There are win-win situations and lose-lose situations, period.
What may seem like a win-lose scenario is actually a lose-lose situation. Honestly, it is- and here’s why….. either you have been able to communicate your needs, interests, thoughts, feelings in a way that your partner is able to understand and appreciate and therefore can relate to and feel OK with (win-win) OR you’ve been such a bulldozer fighting for your way or the highway that your partner may have given in but now feels hurt, betrayed, and unimportant. This is ultimately a lose-lose because now you’ve created a rift in your relationship; you may have won the argument but at what cost?

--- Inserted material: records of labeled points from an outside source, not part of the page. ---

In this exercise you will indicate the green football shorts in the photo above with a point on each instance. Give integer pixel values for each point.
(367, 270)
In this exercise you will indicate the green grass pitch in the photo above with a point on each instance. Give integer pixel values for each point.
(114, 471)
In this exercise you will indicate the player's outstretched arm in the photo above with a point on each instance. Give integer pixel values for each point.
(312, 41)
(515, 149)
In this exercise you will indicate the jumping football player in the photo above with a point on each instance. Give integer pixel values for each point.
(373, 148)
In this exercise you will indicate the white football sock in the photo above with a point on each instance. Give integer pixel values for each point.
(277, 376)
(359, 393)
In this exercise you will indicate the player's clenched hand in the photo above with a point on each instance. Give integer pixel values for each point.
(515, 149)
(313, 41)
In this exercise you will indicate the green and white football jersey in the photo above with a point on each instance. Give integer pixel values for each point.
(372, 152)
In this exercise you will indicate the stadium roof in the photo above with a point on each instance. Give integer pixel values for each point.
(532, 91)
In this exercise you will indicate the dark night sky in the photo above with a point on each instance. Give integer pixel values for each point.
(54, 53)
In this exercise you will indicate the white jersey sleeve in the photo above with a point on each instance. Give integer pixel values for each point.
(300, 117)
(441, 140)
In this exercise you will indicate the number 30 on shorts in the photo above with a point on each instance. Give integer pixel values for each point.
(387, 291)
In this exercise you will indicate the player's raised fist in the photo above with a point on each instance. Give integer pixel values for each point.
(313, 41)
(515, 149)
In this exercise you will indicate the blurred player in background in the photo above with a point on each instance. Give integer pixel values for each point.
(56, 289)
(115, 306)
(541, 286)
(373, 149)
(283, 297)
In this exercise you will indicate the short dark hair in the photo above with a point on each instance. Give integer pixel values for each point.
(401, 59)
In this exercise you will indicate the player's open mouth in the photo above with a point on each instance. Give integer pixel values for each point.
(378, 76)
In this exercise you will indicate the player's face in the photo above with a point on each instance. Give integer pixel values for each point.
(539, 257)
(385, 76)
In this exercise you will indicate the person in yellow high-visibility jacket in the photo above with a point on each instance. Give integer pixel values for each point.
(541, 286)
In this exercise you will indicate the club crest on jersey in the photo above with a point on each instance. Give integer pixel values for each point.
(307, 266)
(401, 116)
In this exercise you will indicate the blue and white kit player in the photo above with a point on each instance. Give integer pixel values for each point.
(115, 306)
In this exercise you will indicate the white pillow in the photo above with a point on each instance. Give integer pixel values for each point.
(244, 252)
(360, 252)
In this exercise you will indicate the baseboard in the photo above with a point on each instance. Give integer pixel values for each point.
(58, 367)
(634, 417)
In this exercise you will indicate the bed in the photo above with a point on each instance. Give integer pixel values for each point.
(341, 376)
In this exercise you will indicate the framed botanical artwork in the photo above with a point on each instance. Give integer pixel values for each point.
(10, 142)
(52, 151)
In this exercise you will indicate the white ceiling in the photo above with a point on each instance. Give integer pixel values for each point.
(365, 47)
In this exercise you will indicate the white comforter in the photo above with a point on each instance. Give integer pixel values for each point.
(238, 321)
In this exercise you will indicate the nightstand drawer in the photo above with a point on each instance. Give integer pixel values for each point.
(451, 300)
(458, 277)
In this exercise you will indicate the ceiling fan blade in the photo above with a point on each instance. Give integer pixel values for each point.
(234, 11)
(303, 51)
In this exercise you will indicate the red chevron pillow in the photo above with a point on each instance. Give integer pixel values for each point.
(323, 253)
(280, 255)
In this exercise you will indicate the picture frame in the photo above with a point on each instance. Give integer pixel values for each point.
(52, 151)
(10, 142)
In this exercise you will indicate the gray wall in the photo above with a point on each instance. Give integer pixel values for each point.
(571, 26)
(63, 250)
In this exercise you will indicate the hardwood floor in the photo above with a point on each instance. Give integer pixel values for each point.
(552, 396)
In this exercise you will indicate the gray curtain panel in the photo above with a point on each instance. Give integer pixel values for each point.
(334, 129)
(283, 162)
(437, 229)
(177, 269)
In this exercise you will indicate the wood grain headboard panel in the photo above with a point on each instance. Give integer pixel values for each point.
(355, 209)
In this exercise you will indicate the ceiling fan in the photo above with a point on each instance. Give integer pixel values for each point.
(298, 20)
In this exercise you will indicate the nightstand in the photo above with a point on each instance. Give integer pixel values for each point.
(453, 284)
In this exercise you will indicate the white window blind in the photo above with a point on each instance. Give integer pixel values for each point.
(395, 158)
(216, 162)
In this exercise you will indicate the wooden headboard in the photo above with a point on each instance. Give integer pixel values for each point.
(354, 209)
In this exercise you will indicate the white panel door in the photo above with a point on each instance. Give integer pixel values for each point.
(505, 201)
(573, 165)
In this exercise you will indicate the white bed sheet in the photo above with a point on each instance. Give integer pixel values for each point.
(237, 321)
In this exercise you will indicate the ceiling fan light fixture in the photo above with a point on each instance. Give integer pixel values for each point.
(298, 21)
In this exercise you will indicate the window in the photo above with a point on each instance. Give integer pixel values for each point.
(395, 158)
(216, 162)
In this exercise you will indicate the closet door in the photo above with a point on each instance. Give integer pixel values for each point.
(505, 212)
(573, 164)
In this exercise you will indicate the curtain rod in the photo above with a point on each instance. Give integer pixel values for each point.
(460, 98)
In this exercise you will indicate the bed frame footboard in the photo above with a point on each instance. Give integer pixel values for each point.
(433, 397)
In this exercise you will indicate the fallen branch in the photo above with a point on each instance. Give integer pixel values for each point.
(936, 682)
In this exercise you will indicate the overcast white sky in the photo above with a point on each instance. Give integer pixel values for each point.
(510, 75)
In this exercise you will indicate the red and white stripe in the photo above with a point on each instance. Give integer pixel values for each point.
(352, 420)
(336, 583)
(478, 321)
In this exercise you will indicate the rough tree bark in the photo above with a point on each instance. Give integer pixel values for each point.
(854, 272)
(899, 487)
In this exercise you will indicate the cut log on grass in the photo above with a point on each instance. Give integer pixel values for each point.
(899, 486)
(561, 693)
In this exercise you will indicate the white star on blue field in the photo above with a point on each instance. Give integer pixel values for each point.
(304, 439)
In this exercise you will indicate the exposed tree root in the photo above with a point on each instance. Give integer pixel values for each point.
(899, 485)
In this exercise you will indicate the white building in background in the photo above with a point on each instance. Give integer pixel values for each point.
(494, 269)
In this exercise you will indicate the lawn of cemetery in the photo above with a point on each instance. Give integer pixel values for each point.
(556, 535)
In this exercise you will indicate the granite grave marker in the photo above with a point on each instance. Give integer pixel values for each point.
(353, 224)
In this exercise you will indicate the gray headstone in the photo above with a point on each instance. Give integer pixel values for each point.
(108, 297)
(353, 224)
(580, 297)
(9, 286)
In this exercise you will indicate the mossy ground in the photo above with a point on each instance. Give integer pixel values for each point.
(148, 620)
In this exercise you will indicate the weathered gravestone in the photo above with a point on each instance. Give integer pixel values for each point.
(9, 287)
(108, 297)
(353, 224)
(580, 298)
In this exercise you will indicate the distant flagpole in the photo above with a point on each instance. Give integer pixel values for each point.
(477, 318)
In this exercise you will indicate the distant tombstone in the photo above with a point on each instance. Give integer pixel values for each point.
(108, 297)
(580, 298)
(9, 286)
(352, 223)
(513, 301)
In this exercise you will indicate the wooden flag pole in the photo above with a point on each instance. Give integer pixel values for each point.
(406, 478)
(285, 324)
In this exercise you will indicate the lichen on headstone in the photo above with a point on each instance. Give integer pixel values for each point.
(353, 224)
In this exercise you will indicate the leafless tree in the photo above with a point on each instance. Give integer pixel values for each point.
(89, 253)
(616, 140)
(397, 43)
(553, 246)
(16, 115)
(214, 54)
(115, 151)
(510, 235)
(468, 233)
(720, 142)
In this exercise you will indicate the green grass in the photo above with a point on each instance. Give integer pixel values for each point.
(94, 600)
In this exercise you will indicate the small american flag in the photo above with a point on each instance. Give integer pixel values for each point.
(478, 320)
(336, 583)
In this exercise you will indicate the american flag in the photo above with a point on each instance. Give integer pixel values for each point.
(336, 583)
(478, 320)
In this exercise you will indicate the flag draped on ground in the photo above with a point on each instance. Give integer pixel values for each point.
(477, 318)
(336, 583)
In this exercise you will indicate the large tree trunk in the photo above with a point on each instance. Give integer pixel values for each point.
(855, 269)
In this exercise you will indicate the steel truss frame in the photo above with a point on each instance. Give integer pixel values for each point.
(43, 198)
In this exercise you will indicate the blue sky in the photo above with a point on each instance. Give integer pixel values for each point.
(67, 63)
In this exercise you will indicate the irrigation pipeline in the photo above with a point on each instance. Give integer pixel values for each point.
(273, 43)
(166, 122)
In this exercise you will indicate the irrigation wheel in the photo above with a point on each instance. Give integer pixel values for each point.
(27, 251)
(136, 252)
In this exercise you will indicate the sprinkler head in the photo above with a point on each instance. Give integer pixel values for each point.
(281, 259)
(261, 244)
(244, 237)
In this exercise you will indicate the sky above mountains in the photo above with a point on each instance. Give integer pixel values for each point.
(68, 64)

Like in any partnership, there is no way for just one person in the relationship to succeed or fail without seriously damaging the relationship. For example in a business partnership, you’d have to actively put your needs above your partners in order for your success to be their failure. The same is true in romantic relationships. If you are so focused on your own needs that you neglect your partners needs how long do you think they’ll be able to go without getting their needs met? How often do you think they’ll want to meet your needs? How long do you think any relationship can last when no one is getting their needs met?
Consider this, when you are out to win no matter the cost you may win the argument, you may even win multiple arguments, but eventually you’ll lose your relationship.